Due to popular demand, Avatar is now back in Chinese cinemas, after plans to pull the film to make way for a state-sanctioned bio-epic on Confucius, the New York Times reports:
Confronted with a clamor of ticket-buyers for “Avatar” and sparse audiences for the domestic film “Confucius,” Chinese authorities appeared to have backpedaled this week on a decision to pull “Avatar” from the nation’s 2-D movie screens in favor of “Confucius.”

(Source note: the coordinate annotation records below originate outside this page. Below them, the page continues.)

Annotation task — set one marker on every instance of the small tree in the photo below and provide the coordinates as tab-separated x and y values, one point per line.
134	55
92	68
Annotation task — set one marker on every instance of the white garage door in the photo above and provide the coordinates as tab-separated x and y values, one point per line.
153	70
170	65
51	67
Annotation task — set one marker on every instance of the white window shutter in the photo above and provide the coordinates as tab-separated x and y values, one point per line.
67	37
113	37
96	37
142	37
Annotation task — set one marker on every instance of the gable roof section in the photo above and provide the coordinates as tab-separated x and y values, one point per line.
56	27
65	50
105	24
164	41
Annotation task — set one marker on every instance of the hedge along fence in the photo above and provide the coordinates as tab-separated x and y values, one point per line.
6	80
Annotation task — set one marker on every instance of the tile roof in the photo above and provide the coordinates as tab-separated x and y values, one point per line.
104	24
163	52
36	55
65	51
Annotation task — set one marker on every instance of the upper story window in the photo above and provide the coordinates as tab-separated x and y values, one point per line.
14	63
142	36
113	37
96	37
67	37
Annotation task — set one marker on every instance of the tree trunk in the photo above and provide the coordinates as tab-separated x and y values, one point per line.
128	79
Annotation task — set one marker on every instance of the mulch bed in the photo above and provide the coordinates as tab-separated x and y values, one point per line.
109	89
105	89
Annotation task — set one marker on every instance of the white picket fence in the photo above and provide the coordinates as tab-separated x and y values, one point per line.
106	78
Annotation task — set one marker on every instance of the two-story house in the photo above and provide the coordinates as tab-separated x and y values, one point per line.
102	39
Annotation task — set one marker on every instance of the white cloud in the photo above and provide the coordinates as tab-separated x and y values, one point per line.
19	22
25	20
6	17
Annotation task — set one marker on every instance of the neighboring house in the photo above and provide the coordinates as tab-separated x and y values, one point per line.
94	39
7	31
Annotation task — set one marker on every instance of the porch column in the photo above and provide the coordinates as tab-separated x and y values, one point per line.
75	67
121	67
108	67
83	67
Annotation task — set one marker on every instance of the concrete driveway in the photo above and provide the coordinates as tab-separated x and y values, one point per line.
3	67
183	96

Zhang Hongsen, the vice director of the film bureau of the State Administration of Radio, Film and Television, said last week that Avatar would be limited to 3-D and Imax screens after “Confucius” opened on Jan. 22 on 2-D screens, according to the news agency Xinhua. But 2-D showings of “Avatar” have continued at some theaters outside Beijing this week, theater employees and officials said.
In Shanghai, an official with the biggest local cinema chain told fans not to worry that they would miss “Avatar” because of state-imposed restrictions. Wu Hehu, a senior manager for the chain, Shanghai United Circuit, told a Shanghai daily newspaper that its theaters would continue to show “Avatar” on both 3-D and 2-D screens.
China tries to nurture its domestic film industry by severely restricting the number of foreign movies allowed into theaters and the lengths of their runs. But the decision to limit “Avatar,” the highest-grossing film of all time, has stirred up criticism of the state’s interference with market preferences.